My nephew is highly allergic to nuts, both the tree variety and peanuts. My sister has to be very careful about what treats he gets, and one of the things she's encouraging participation in is the Teal Pumpkin Project. It's where kids with allergies can go to houses that have put out a teal pumpkin (or signed up on the website map) and be assured that they can get a treat like a toy or non-food item so they can enjoy the fun of going door-to-door for things they can have fun with.

I think this is a really cool idea, and I thought of my friend Ellen from grade school who couldn't trick-or-treat because she was diabetic. This is a great option for them too. Why didn't they have anything like this before? (Maybe they did and I didn't know.) 

Now here's the thing.

Online, there's a weird backlash against people who want allergies to be carefully considered in restaurants. You can find it easily if you look--people who think it's "oversensitivity" causing people to want these accommodations, especially if it's for sugar-free or gluten-free items. You hear disgusting stories of baristas giving dairy to people who want non-dairy, sugar to people who want sugar-free, or allergens to people who asked for confirmation of allergen-free foods. They think they're getting back at people for daring to ask for these accommodations--as if it's some kind of justice that they should be given something other than what they want. Who cares about the reason? They're picky, and need to be punished for that.

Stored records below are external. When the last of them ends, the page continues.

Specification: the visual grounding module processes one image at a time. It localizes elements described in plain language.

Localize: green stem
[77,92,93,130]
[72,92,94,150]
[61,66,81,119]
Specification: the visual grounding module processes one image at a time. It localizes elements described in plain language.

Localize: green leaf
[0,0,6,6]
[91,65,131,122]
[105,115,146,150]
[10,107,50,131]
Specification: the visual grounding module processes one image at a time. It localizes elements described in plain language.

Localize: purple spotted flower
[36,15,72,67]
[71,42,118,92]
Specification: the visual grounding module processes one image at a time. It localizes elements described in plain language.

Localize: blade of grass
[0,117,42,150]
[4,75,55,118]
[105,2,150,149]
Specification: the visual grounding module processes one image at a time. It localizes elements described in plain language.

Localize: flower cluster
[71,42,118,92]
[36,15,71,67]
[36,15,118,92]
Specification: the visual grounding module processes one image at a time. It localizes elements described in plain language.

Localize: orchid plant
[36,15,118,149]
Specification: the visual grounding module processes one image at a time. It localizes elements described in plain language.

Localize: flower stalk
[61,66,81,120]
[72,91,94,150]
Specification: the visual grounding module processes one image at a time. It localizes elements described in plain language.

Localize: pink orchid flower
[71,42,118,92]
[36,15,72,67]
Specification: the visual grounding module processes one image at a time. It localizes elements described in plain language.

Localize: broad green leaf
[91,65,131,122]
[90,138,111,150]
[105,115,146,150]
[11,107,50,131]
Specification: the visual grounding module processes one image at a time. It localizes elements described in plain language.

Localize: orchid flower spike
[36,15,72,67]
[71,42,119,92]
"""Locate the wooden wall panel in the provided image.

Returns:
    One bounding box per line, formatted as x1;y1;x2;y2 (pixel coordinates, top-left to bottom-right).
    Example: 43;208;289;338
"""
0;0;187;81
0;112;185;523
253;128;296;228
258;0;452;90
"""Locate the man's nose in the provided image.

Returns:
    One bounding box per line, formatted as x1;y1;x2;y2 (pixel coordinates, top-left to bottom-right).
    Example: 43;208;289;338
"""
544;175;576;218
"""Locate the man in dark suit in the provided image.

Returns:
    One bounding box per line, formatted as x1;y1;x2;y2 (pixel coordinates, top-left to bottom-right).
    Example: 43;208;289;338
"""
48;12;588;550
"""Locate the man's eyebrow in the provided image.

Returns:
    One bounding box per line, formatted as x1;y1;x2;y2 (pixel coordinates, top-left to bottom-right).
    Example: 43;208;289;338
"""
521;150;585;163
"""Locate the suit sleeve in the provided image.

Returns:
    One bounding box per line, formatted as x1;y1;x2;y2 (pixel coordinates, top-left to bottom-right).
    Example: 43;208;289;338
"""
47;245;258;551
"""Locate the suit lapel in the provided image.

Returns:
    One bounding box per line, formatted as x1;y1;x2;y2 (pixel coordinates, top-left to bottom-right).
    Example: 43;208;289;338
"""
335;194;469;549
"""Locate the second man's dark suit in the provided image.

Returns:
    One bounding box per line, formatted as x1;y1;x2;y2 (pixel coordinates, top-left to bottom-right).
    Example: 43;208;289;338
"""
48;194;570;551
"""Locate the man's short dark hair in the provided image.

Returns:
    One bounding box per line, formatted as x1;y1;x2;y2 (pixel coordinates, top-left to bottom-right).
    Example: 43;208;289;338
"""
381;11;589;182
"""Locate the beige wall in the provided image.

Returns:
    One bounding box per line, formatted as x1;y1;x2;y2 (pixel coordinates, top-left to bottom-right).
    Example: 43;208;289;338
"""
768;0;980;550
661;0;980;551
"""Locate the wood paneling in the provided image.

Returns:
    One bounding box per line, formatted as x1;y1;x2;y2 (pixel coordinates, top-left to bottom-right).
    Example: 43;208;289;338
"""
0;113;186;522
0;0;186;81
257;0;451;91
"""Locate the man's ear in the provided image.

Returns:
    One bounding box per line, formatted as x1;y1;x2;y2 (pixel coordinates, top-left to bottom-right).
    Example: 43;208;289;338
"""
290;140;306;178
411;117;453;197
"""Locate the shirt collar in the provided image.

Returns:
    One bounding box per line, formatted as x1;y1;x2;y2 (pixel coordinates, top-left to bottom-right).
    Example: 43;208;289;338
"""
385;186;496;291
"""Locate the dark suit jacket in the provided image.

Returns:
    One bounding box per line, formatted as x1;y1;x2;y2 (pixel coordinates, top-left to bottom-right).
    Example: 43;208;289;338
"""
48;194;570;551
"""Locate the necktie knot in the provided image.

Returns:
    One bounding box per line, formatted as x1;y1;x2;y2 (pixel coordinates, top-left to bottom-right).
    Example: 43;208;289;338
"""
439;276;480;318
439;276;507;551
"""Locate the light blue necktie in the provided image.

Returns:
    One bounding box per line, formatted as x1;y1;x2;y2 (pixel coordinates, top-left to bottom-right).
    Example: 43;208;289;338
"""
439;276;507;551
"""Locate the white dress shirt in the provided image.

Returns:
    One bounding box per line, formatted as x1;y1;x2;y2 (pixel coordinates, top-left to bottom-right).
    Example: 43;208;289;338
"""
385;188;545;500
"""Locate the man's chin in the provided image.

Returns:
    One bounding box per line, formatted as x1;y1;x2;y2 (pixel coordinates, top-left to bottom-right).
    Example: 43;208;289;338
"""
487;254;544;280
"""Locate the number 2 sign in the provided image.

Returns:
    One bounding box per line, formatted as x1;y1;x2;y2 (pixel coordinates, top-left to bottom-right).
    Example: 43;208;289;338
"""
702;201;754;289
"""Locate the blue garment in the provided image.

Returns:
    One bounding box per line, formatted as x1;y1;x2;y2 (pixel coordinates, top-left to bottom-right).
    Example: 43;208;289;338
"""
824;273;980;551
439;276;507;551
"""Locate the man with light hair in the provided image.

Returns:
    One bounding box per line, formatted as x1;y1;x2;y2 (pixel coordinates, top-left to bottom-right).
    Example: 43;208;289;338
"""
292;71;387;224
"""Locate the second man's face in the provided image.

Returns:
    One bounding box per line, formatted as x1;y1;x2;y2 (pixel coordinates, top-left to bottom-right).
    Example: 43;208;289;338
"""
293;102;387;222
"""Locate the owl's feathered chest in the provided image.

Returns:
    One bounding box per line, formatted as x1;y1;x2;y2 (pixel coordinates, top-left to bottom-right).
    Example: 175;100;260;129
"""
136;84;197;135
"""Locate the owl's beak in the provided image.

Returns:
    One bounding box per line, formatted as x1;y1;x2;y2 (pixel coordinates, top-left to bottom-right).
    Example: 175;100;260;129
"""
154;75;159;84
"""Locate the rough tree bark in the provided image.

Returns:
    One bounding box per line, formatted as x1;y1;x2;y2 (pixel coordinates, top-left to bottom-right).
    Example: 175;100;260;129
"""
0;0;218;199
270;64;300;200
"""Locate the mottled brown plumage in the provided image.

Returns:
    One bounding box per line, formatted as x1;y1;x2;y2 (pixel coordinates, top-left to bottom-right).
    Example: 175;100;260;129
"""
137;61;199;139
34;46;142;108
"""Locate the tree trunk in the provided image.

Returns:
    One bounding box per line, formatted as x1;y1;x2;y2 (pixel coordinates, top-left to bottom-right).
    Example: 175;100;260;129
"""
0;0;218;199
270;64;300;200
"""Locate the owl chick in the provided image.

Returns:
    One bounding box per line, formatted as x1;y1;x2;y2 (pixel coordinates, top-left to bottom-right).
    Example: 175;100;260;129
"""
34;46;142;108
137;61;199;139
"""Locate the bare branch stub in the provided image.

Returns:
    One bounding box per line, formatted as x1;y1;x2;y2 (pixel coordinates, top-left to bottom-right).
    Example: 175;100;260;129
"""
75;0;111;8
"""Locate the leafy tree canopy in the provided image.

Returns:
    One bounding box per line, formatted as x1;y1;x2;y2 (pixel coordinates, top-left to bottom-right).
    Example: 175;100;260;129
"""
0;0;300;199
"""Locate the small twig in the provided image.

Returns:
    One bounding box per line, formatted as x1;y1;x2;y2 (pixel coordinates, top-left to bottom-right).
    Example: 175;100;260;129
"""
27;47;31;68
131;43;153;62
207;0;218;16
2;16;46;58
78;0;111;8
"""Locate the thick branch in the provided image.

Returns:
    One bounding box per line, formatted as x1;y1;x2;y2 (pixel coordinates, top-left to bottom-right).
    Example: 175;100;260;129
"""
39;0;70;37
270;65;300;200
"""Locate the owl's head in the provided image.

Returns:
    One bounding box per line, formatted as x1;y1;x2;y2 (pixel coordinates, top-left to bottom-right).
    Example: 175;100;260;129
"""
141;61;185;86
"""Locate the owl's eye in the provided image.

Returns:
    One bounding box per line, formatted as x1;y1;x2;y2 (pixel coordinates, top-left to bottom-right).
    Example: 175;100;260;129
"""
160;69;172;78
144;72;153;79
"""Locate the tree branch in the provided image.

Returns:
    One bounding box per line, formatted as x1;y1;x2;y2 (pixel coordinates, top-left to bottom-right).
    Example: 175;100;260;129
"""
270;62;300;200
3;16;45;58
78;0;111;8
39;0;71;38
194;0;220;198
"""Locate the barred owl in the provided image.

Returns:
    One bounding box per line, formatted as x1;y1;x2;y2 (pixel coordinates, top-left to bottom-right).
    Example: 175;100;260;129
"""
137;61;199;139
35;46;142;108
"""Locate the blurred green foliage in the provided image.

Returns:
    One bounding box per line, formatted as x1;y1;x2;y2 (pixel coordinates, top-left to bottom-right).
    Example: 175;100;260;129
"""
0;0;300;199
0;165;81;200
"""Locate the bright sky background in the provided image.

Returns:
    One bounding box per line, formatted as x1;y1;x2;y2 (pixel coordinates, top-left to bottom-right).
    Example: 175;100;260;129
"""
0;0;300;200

Even if it was just them being picky, why the hell can't you respect them?

And since you will never know if someone's lying to you about having an allergy, how can you live with yourself or believe you're a moral person if you knowingly violate someone's wishes??

It just . . . seems like the default to me to help someone not be hurt by food. Since I home-make my food at parties, guests can't easily check ingredients, though if they wanted me to give them more specific information about it I would gladly let them look at my ingredient labels. Sometimes it's not about a food allergy--it's about a preference, like most vegans. Some people don't eat eggs or dairy. I don't HAVE to help them keep to this by disclosing what's in my food, but if I know about it and I can . . . why shouldn't I?

I have stickers next to my candy for if any trick-or-treaters need something that isn't candy.

Not hard.

Not required of course. But it really irritates me that there are actually people who dislike accommodation attempts. Especially since they're claiming that WE'RE self-righteous for being people who need it or being people who support it.